09 7 / 2011

A little over a year ago, I was flying out of Moscow, just as I am now. And yet, when I remember that departure, I feel like a totally different person left, and a totally different person is leaving now. That girl — so far away from me another in time, though not space — still felt that doors were open to her. I don’t feel that anymore.

Last years, I had a disastrous trip out of the Sherementevo airport. Everything that could go wrong, went wrong: the taxi was late, there were huge traffic jams, the entrance / bridge to the airport was shut down, customs made me dump out my suitcase, my passport control line moved three times as slowly as all the others, and if not for my sheer magical endowments (more on how the world revolves around me later) I would have been stuck in Russia, out of money, with no contacts, barely able to parse the language and certainly not competent enough to have a showdown with airport staff. And yet, I was completely calm. When my plane was held for me for twenty minutes, and I was personally escorted to it, I took my seat with total composure. All was as it should be, and it couldn’t have been otherwise. 

I stayed up late packing my things last night / this morning. Stress and sleep deprivation have been triggering some kind of acid reflux. I arrived three hours before my flight is due to leave, and I am still nervous. I can’t remember what it was like to feel as calm as I did. 

I feel as though so many doors have closed to me — that I have run up to them, only to have them shut in my face, and locked. I walk down a long corridor, with doors on either side of me, but each in turn shuts. Then, there is that door, the one door, at the end of the hall — the door to being a different person, the door to the end and the door to the beginning, the door to something drastic and horrible and terrifying and thrilling, the door of finality. Once, I believed I had other ways to go. Now, I am more and more convinced that my options are slim, if not entirely singular. 

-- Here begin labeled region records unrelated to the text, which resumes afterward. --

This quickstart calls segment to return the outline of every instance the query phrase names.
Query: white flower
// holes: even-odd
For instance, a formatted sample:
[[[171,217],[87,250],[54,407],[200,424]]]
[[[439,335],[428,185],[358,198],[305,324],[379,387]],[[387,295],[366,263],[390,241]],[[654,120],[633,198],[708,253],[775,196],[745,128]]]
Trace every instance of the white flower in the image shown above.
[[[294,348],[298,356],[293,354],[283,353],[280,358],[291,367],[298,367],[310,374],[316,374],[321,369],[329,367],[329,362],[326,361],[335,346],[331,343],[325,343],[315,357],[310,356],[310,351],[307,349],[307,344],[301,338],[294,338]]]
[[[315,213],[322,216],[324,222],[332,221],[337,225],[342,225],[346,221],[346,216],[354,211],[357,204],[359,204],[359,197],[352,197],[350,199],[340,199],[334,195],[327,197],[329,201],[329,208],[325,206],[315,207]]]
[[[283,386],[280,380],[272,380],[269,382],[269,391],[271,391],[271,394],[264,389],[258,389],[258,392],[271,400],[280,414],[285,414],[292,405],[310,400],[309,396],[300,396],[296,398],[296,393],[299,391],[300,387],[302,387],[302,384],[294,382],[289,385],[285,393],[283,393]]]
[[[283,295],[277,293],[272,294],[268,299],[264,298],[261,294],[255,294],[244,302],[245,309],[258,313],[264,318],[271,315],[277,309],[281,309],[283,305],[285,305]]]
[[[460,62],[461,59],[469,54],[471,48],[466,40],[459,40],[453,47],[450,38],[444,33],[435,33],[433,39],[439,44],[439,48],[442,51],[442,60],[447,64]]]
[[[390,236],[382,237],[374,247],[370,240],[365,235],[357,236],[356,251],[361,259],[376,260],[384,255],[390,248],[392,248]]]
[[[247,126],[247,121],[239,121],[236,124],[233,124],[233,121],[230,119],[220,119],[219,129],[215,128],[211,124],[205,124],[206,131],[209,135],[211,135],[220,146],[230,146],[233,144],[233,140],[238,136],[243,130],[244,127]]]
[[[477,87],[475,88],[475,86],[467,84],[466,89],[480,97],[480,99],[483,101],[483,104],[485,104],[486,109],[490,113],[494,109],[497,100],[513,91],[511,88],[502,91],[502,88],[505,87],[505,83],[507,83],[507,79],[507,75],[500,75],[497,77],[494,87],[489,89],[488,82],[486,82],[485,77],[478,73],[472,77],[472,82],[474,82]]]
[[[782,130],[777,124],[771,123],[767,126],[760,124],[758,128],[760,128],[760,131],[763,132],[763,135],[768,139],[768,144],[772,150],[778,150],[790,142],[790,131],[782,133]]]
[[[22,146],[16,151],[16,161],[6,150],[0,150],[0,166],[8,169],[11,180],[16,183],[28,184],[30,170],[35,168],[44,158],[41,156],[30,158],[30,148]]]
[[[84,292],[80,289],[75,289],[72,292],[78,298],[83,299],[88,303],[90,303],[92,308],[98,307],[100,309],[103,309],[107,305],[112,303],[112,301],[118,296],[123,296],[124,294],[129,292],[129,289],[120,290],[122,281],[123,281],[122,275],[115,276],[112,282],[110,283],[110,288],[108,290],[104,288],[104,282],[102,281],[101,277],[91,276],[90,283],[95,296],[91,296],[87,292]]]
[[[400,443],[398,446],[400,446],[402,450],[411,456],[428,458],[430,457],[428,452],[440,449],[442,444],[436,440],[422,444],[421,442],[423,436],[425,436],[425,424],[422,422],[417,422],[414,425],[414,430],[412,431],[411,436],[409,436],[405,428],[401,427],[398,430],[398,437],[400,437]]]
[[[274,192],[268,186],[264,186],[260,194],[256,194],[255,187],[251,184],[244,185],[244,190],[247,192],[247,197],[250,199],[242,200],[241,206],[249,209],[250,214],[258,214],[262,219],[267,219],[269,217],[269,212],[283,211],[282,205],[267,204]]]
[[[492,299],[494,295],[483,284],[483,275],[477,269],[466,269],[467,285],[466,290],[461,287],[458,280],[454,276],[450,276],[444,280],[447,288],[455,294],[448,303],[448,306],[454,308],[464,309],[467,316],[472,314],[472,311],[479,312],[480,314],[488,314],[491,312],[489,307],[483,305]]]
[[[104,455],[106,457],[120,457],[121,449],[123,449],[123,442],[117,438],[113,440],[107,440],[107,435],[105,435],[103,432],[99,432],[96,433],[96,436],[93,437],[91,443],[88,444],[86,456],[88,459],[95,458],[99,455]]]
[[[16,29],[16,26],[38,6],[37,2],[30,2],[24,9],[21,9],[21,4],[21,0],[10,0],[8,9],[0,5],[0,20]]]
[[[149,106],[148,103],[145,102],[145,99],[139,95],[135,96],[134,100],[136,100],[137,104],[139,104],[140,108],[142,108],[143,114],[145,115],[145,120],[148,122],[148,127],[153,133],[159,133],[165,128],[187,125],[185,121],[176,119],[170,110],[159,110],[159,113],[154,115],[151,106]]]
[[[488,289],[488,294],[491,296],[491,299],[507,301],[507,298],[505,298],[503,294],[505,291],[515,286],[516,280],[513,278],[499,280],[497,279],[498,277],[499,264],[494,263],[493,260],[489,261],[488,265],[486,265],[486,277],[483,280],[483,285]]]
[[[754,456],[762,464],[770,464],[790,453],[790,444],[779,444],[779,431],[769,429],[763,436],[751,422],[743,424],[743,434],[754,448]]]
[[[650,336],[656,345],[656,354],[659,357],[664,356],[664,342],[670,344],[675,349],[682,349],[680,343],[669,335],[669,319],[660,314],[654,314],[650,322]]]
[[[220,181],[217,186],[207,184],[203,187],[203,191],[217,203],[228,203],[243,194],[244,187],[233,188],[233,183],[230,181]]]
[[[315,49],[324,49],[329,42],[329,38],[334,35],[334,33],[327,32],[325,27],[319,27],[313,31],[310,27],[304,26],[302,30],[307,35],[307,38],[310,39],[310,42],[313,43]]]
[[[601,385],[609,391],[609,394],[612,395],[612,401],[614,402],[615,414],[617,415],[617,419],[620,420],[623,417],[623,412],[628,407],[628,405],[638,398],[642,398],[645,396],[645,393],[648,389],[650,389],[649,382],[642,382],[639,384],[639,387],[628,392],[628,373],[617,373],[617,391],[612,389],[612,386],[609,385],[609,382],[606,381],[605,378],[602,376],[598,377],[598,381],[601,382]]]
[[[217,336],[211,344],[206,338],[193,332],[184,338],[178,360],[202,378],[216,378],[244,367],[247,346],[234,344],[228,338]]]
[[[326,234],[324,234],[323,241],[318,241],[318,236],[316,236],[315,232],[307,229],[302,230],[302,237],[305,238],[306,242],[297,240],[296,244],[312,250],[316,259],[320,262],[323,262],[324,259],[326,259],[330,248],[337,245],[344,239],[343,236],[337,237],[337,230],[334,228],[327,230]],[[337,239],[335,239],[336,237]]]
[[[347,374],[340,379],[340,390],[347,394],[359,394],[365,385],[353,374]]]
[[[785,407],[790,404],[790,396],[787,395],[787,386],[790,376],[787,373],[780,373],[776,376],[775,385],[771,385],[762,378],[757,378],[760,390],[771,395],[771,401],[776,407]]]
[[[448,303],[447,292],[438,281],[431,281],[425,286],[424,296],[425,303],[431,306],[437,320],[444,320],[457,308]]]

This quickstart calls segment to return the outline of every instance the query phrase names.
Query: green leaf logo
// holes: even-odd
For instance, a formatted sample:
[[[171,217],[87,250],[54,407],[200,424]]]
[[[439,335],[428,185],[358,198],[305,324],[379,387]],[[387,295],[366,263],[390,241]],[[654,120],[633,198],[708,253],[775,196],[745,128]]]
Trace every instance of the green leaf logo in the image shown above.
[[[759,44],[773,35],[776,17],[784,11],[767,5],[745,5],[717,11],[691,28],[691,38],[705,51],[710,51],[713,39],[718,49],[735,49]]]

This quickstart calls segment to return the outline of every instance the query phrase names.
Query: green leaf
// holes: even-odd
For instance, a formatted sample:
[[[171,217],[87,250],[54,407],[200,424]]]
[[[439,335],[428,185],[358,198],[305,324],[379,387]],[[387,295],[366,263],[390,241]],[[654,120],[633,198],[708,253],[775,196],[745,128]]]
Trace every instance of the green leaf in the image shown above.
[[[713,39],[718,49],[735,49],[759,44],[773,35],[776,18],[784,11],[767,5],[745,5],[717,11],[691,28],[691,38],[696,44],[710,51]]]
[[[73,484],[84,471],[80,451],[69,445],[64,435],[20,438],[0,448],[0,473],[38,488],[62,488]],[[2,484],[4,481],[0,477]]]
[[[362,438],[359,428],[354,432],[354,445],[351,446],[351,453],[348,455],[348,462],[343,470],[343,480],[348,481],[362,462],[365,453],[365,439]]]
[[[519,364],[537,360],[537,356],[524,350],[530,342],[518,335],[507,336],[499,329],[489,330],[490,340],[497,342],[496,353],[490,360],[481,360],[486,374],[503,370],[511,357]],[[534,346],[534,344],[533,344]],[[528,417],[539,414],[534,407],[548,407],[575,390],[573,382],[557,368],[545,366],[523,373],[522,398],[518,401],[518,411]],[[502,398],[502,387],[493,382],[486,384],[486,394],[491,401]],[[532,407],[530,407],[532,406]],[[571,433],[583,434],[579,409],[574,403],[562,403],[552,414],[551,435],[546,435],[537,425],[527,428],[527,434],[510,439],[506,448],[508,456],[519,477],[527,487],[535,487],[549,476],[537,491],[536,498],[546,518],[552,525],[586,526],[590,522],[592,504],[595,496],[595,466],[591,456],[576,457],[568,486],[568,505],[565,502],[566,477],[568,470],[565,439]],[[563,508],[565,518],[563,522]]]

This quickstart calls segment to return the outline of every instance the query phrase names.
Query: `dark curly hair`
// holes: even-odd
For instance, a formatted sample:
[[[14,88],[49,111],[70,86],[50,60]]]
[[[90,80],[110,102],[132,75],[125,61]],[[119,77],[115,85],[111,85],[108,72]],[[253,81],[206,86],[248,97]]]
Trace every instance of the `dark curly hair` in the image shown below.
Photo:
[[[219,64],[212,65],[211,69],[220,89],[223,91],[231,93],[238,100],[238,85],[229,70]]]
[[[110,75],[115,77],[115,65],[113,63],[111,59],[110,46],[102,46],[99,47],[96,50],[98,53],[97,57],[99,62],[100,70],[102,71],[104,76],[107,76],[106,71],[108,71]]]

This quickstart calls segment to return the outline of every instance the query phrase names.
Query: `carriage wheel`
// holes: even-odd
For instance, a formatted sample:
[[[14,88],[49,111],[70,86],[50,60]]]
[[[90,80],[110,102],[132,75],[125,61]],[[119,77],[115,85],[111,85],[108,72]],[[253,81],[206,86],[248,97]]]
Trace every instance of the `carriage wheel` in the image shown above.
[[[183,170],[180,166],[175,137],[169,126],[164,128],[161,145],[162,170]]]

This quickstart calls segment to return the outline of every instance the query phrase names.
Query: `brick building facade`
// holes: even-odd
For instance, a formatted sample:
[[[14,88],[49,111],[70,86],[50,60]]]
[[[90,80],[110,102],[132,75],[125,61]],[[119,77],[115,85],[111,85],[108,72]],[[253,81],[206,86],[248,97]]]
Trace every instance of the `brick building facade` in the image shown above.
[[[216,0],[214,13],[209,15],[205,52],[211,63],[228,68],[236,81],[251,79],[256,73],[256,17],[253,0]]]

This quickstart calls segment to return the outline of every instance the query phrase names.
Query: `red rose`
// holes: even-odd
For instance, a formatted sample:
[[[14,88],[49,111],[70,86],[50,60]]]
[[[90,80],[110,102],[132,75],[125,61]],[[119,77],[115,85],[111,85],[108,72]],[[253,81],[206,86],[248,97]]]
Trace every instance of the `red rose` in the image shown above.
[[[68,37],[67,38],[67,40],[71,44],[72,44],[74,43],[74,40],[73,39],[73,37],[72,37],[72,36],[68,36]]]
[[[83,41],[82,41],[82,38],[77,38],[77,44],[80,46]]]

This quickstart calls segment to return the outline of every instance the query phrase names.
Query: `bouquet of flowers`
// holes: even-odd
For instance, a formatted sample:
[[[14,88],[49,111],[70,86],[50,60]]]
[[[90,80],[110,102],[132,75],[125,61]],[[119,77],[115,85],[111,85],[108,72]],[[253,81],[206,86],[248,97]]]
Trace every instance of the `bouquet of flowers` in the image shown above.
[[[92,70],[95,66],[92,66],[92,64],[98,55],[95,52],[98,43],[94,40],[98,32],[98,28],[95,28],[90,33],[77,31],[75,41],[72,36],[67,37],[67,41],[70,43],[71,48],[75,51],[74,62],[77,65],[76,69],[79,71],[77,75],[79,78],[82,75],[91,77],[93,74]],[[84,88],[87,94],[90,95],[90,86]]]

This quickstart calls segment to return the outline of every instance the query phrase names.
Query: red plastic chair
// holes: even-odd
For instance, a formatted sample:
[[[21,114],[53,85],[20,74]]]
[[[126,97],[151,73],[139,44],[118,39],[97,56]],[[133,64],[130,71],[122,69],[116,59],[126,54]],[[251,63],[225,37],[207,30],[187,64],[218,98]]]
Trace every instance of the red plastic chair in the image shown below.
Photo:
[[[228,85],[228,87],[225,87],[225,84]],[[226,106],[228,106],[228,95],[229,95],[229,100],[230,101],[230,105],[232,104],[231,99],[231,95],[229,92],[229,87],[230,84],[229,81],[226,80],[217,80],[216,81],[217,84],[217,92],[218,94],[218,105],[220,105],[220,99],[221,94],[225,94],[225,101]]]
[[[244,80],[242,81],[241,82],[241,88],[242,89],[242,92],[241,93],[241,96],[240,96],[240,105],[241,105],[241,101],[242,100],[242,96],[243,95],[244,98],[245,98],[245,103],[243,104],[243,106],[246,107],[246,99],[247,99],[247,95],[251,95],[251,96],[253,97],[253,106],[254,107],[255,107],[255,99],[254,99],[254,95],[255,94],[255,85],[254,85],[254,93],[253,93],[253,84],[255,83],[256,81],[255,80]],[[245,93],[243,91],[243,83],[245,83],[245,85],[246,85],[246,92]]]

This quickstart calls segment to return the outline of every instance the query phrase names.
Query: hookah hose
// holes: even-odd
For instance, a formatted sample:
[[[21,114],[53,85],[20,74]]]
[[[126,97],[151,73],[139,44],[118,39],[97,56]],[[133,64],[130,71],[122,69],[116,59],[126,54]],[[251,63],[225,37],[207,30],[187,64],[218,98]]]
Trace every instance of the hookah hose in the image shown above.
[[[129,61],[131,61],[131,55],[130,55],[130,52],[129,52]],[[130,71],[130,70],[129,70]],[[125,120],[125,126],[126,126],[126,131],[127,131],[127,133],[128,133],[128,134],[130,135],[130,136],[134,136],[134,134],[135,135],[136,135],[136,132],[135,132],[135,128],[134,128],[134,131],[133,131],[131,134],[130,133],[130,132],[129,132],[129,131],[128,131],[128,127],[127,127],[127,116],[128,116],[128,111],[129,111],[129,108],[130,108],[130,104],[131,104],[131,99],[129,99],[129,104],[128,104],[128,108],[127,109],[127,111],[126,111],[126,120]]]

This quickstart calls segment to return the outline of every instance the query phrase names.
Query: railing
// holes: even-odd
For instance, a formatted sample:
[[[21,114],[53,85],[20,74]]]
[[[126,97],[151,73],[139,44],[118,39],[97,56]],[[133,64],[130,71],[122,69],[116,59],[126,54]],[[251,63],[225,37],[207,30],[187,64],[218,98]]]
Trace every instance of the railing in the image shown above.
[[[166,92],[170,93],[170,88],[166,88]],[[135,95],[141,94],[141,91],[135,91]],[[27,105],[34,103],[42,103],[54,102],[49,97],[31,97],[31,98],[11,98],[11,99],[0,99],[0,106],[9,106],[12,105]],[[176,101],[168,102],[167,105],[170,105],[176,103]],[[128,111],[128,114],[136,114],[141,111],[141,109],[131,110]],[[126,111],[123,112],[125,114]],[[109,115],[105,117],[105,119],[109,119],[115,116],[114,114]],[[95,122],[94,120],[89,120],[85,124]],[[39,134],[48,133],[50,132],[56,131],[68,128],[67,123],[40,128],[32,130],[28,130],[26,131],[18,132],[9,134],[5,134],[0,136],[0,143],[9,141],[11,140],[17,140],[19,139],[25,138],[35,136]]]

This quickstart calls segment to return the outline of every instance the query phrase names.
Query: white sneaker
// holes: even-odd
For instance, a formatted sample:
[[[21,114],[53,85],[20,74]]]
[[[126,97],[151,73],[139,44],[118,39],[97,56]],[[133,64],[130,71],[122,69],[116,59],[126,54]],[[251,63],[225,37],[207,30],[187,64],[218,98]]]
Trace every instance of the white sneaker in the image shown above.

I don’t want to be afraid, but if I’m not afraid, I’ll be numb. If I’m not stressed and worried, then I have accepted my fate. And I cannot accept one part without accepting the whole — I can’t cherry pick if I am accepting some kind of destiny, some sort of ultimate purpose. 

I can no longer delay, and I can no longer lie to myself. And I am afraid and I am tired. 

A year ago I flew out of Moscow, satisfied, more mature, happy, excited. 

I fly out this year divested of the hopes that had once seemed so bright to me. 

It is a gray day in Moscow. It is cold. It feels as though the city understands.